CONGEALED SALAD - based on a recipe by by Mrs. J. W. Younce, as printed in the Belhaven (N.C.) Memorial Museum cookbook from the 1960s (exact date unknown)

Ingredients:
1 package of Lemon-flavored Jello (regular, not sugar-free) (They didn't have sugar-free when this cookbook was published)
1 cup hot water
1/2 cup cottage cheese (I suggest using a smaller curd variety)
An 8-oz can of crushed pineapple, drained
1/2 cup chopped pecans
1 small jar of maraschino cherries (drained for sure, chopped if you want)

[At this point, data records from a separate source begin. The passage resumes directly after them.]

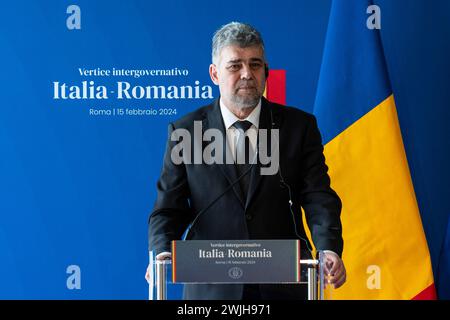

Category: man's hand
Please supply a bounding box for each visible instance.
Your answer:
[322,251,346,289]
[145,252,172,283]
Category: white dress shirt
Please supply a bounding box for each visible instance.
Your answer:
[219,99,261,163]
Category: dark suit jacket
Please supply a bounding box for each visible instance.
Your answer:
[148,97,343,300]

Fresh seedless grapes (optional) (the recipe next to it called for "canned green grapes" but I couldn't find any of those) (I don't even think those are a thing)
1 cup whipped cream (I used an 8 oz container of the store's version of Cool-Whip frozen topping)

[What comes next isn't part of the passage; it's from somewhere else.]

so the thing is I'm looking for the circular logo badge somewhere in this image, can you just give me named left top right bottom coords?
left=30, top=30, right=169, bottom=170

In a large bowl, dissolve the Jello in hot water and allow to cool (but not start to gel). Add cottage cheese, pineapple, pecans, cherries, grapes if you want, and stir to combine. Fold in the entire container of Cool-Whip into this mixture.

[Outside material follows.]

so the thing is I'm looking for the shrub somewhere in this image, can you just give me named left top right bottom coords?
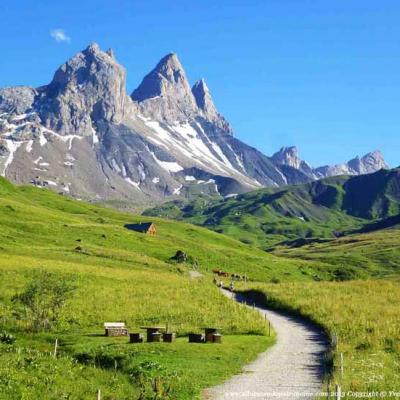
left=12, top=271, right=75, bottom=332
left=129, top=361, right=178, bottom=400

Spray a silicone mold pan well with unflavored cooking spray. Pour the mixture into the mold, spread it evenly, tap it on the countertop to eliminate bubbles. Chill thoroughly - 3-4 hours at least. When ready to serve, invert it onto a round serving plate and it should pop right out. Slice 'n' serve. Have your camera ready to capture your children's reactions.

I should note that Mrs. Younce suggests that you can "Top with mayonnaise for salad or with whipped cream for dessert." We did neither. I'm not certain how the addition of a dollop of mayo on the side turns this exceedingly sweet side dish into a "salad" but without additional information, I need to trust the recipe's author here. Let me know if you try it.